Die Ukraine ist derzeit auf die Exportrouten über den Landweg durch die Europäischen Union angewiesen sowie auf eine alternative Route über die Donau. Das russische Militär hatte Anfang dieses Monats die Infrastruktur entlang der Flussroute angegriffen. Russland war vor kurzem aus dem sogenannten Schwarzmeergetreideabkommen ausgestiegen, das die Vereinten Nationen vermittelt hatten. Damit nahm Moskau der Ukraine einen wichtigen Weg, um ihre landwirtschaftlichen Produkte während des Krieges sicher zu exportieren.
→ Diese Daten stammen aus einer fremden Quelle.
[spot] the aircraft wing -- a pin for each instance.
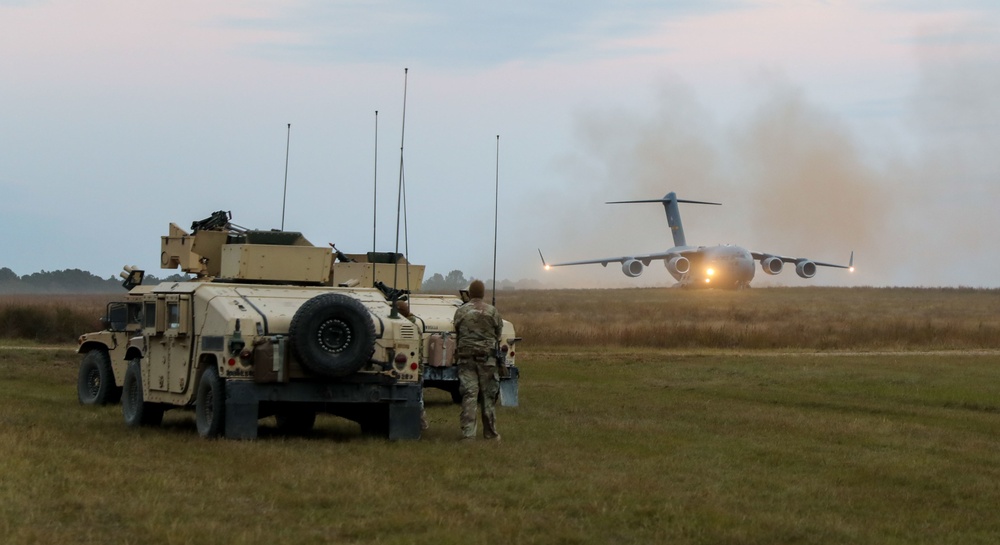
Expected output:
(760, 256)
(644, 259)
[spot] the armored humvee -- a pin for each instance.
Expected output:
(269, 325)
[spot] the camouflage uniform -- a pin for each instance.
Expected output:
(478, 326)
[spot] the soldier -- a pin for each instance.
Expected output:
(478, 326)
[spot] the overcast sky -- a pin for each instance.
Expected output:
(822, 126)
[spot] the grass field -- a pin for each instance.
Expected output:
(608, 446)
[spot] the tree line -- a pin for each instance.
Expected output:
(66, 281)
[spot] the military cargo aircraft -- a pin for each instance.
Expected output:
(724, 266)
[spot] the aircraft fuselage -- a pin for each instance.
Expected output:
(726, 266)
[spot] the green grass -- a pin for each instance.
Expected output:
(608, 446)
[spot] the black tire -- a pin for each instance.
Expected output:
(332, 334)
(135, 410)
(210, 404)
(295, 421)
(95, 384)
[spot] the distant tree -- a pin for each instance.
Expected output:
(7, 275)
(456, 280)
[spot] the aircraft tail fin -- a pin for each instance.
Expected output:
(669, 202)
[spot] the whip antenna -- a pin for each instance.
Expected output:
(375, 189)
(284, 194)
(400, 195)
(496, 210)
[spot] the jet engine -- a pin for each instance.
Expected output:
(678, 265)
(771, 265)
(805, 269)
(632, 268)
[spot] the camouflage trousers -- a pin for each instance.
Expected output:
(479, 385)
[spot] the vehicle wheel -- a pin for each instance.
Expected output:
(95, 384)
(332, 334)
(210, 404)
(136, 411)
(295, 421)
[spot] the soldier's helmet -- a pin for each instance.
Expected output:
(477, 290)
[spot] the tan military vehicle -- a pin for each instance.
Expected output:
(260, 330)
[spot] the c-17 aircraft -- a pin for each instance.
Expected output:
(723, 266)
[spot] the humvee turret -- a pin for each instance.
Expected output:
(259, 330)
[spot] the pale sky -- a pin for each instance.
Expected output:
(822, 126)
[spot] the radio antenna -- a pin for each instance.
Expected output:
(375, 187)
(288, 142)
(400, 191)
(496, 209)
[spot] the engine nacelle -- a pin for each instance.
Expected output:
(679, 265)
(632, 268)
(771, 265)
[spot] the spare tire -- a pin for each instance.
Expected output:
(332, 334)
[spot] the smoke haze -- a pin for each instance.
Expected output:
(915, 204)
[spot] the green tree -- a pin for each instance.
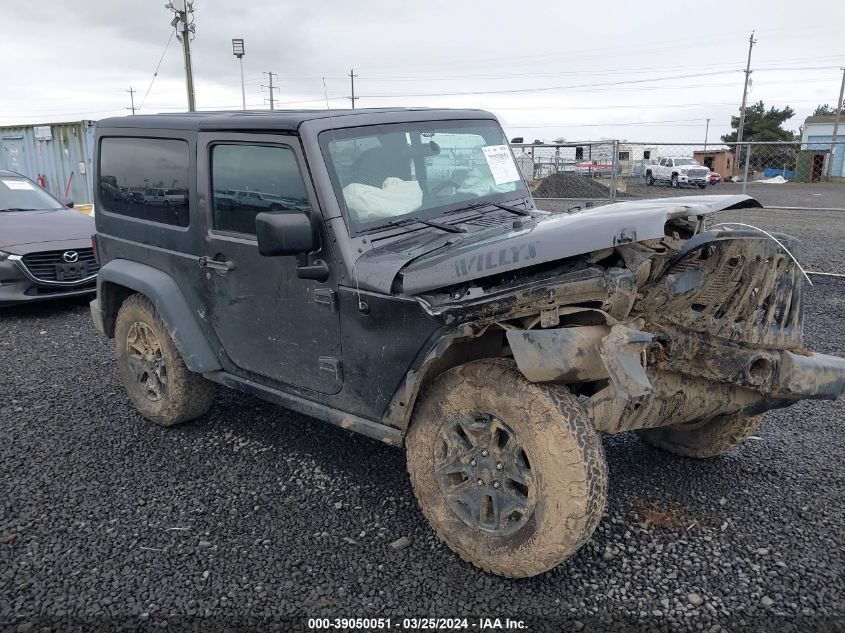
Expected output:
(825, 110)
(762, 124)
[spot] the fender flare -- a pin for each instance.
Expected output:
(164, 292)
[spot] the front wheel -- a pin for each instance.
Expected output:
(158, 383)
(510, 474)
(702, 439)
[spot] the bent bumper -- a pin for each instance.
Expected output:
(815, 376)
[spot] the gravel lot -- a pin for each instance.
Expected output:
(815, 195)
(257, 516)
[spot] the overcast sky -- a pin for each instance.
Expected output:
(650, 70)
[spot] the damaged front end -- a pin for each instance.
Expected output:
(684, 328)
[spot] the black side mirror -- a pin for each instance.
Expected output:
(282, 233)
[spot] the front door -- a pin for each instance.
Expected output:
(268, 320)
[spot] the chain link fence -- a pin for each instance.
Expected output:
(611, 170)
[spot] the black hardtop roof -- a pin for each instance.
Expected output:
(287, 120)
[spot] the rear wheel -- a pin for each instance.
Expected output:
(703, 439)
(159, 384)
(510, 474)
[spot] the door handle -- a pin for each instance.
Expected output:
(214, 264)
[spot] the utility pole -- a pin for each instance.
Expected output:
(741, 129)
(271, 87)
(352, 76)
(239, 52)
(835, 149)
(183, 10)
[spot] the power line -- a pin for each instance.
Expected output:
(155, 74)
(271, 87)
(741, 127)
(352, 98)
(131, 92)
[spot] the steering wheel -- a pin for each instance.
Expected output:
(443, 184)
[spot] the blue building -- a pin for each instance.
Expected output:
(818, 134)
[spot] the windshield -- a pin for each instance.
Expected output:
(20, 194)
(411, 170)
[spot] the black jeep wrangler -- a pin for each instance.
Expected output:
(388, 272)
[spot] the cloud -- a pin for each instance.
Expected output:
(76, 60)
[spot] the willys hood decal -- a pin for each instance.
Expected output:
(452, 259)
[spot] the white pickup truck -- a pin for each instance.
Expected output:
(676, 172)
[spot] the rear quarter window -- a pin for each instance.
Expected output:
(135, 174)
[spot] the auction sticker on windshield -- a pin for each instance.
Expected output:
(18, 184)
(501, 164)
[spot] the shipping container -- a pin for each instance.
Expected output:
(59, 156)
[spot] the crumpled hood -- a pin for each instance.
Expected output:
(452, 259)
(19, 229)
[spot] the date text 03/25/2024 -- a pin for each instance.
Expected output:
(417, 624)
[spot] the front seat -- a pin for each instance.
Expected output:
(376, 164)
Nach jüngsten Raketenangriffen: Selenskyj fordert härtere Sanktionen
Nach den schweren Raketenangriffen unter anderem auf seine Heimatstadt Krywyj Rih hat der ukrainische Präsident Wolodymyr Selenskyj erneut schärfere Strafmaßnahmen gegen die Führung in Moskau gefordert. "Der weltweite Sanktionsdruck gegen Russland verdient eine deutliche Steigerung", sagte Selenskyj in seiner abendlichen Videoansprache. Insbesondere müssten Sanktionslücken geschlossen werden, mithilfe derer Russland die Waffenproduktion am Laufen halte. Ferner pochte der Staatschef der Ukraine einmal mehr auf Raketen mit größerer Reichweite für sein Land. Dies sei nötig, "damit wir diese terroristische Bedrohung beseitigen können, die Russland gegen unser Volk, gegen unsere Kinder erschafft", sagte er.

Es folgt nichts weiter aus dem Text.